# Old portable furnace



## Waulespan (Apr 3, 2011)

Here are two views of an antique portable furnace I bought recently. It has a cup device on a swivel arm over the burner. Could it be a mineral cupulator?


----------



## stihl88 (Apr 3, 2011)

I believe it's a lead melting furnace.


----------



## golddigger69 (Apr 3, 2011)

It is a lead melting furnace. They were used when installing or reparing municipal water mains. For obvious reasons, lead is no longer used.

I have a propane model that I use to melt lead, cook computer chips, and roast black sands.


----------



## dtectr (Apr 3, 2011)

Not sure what you have in mind for it, but here's a couple of random ideas:

There is a forum, many of its members based primarily, but not exclusively in the UK, that is dedicated to collecting old gas stoves of any kind that I can't seem to find my bookmark for. But it is a pump pressurized blow torch, with attachments. 
If you're interested in reselling it, I'd do a google search from tag info, also try to find that doggone forum.

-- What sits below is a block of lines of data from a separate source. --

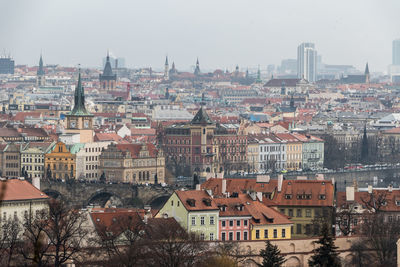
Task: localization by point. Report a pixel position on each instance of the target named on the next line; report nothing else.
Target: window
(308, 229)
(298, 228)
(299, 213)
(308, 213)
(212, 220)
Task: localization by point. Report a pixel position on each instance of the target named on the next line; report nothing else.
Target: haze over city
(221, 33)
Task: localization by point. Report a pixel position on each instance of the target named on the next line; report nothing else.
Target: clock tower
(79, 120)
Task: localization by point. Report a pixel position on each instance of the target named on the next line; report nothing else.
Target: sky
(221, 33)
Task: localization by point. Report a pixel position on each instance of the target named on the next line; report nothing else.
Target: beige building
(132, 163)
(17, 205)
(32, 158)
(88, 160)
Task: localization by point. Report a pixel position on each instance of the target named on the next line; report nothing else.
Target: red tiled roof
(134, 149)
(199, 197)
(15, 189)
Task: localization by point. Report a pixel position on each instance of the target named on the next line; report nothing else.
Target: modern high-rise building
(396, 52)
(6, 65)
(307, 62)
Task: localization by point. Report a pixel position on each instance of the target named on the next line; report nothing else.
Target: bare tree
(9, 242)
(122, 241)
(54, 235)
(169, 245)
(381, 236)
(34, 246)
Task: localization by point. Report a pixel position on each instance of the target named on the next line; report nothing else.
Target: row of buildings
(253, 209)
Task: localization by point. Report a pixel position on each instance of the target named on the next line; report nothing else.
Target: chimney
(263, 178)
(259, 196)
(223, 189)
(280, 181)
(349, 193)
(36, 182)
(253, 195)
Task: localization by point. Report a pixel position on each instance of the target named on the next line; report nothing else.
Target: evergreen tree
(364, 147)
(271, 256)
(325, 255)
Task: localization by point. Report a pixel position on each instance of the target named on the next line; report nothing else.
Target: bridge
(99, 194)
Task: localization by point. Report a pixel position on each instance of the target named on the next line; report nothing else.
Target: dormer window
(191, 202)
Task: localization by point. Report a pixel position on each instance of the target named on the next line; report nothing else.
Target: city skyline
(226, 36)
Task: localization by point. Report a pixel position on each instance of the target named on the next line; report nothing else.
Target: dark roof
(40, 71)
(201, 117)
(354, 79)
(79, 101)
(285, 82)
(107, 72)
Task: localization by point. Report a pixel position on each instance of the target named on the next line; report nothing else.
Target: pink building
(234, 219)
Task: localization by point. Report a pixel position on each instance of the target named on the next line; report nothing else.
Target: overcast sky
(222, 33)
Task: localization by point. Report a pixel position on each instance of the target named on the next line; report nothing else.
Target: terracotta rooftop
(15, 189)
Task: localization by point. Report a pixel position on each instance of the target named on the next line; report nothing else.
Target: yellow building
(79, 120)
(294, 151)
(60, 163)
(267, 223)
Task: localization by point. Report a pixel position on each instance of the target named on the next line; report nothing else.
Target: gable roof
(15, 189)
(199, 197)
(201, 117)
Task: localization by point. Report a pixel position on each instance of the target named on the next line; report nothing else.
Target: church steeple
(166, 69)
(40, 80)
(197, 70)
(79, 100)
(40, 71)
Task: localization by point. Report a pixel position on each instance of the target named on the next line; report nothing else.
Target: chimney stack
(349, 193)
(223, 189)
(370, 189)
(280, 181)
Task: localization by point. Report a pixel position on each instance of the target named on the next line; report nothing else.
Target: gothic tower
(166, 69)
(366, 73)
(41, 79)
(79, 120)
(197, 70)
(108, 80)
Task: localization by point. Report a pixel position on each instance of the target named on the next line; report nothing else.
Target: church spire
(79, 99)
(197, 70)
(40, 71)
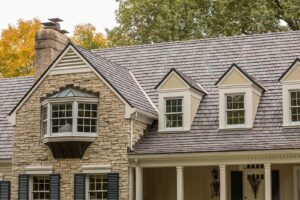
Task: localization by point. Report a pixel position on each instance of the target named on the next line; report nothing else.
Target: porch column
(131, 185)
(268, 186)
(139, 183)
(180, 183)
(223, 182)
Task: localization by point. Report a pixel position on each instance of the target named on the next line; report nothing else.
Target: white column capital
(268, 186)
(180, 182)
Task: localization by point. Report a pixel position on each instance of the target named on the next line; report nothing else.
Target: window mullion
(75, 116)
(48, 132)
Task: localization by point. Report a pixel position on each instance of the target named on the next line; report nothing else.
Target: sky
(100, 13)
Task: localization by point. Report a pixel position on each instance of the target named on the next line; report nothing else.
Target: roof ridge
(197, 40)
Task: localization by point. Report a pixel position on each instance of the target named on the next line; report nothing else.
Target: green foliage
(148, 21)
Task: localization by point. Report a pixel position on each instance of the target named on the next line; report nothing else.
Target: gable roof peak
(251, 78)
(188, 80)
(289, 68)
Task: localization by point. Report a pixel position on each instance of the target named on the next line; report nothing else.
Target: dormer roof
(244, 73)
(189, 81)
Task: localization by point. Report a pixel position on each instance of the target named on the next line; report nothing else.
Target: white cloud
(100, 13)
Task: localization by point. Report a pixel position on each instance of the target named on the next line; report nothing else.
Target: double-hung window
(174, 113)
(62, 118)
(235, 109)
(97, 187)
(40, 188)
(295, 106)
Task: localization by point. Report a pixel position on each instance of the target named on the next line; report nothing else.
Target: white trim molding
(96, 169)
(214, 159)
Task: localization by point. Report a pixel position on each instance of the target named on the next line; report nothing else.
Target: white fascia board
(12, 118)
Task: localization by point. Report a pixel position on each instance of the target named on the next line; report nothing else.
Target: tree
(17, 48)
(85, 35)
(148, 21)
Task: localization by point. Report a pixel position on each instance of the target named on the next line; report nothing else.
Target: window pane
(295, 106)
(87, 118)
(40, 187)
(97, 187)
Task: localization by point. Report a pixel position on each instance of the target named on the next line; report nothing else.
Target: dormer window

If you want to use it, it looks handy enough, you'll probably need to get a new set of leathers for the pump. It works like the older white gas coleman stoves. I don't remember what it burns (Kerosene?/called Paraffin in UK) but looks portable enough to use in the field like goldgigger69 uses his.

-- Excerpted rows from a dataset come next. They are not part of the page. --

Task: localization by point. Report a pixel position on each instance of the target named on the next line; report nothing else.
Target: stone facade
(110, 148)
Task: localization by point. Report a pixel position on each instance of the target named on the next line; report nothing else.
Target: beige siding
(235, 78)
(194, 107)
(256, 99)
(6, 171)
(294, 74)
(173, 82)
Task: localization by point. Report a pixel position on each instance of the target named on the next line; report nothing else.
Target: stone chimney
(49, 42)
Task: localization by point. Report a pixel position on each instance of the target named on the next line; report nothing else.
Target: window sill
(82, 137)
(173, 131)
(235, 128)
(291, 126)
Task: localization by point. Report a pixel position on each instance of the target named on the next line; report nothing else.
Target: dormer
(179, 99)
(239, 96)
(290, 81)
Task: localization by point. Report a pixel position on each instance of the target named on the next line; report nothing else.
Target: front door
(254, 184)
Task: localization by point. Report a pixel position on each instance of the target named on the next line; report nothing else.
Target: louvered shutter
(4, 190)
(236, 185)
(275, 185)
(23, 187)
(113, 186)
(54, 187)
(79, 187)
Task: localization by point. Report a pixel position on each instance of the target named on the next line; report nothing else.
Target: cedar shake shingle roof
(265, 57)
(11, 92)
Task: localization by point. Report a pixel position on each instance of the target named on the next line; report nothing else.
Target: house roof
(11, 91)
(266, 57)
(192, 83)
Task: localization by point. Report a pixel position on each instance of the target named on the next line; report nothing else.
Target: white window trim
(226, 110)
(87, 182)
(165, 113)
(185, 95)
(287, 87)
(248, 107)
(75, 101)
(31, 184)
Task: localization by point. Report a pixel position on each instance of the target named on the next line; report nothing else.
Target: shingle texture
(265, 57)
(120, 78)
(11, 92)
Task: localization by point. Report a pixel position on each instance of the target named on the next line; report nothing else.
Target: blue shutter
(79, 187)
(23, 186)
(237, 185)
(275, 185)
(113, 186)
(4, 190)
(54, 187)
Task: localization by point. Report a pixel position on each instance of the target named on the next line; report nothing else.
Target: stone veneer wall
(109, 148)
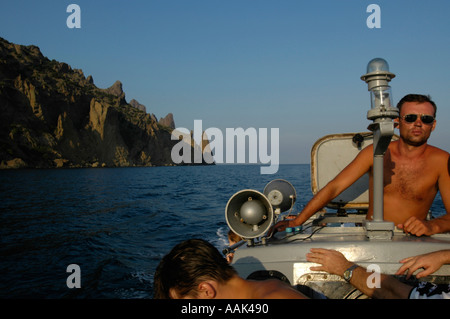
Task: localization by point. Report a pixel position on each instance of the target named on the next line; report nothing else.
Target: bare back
(410, 183)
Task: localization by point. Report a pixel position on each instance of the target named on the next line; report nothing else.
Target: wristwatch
(349, 273)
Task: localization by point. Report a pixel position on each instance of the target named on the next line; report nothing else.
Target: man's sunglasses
(411, 118)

very cool find, though, those things are usually trashed by the time they make it to sale. 

just my dos centavos.


----------



## Waulespan (Apr 3, 2011)

Thank you all for your enlightening feedback. I'm not thinking about using it, but I had thought about donating it to a museum, maybe the National Trust gold mine. I had found that site for old gas stoves, but I couldn't see how to upload pics. It is really easy to upload here though, so thanks to admin.


----------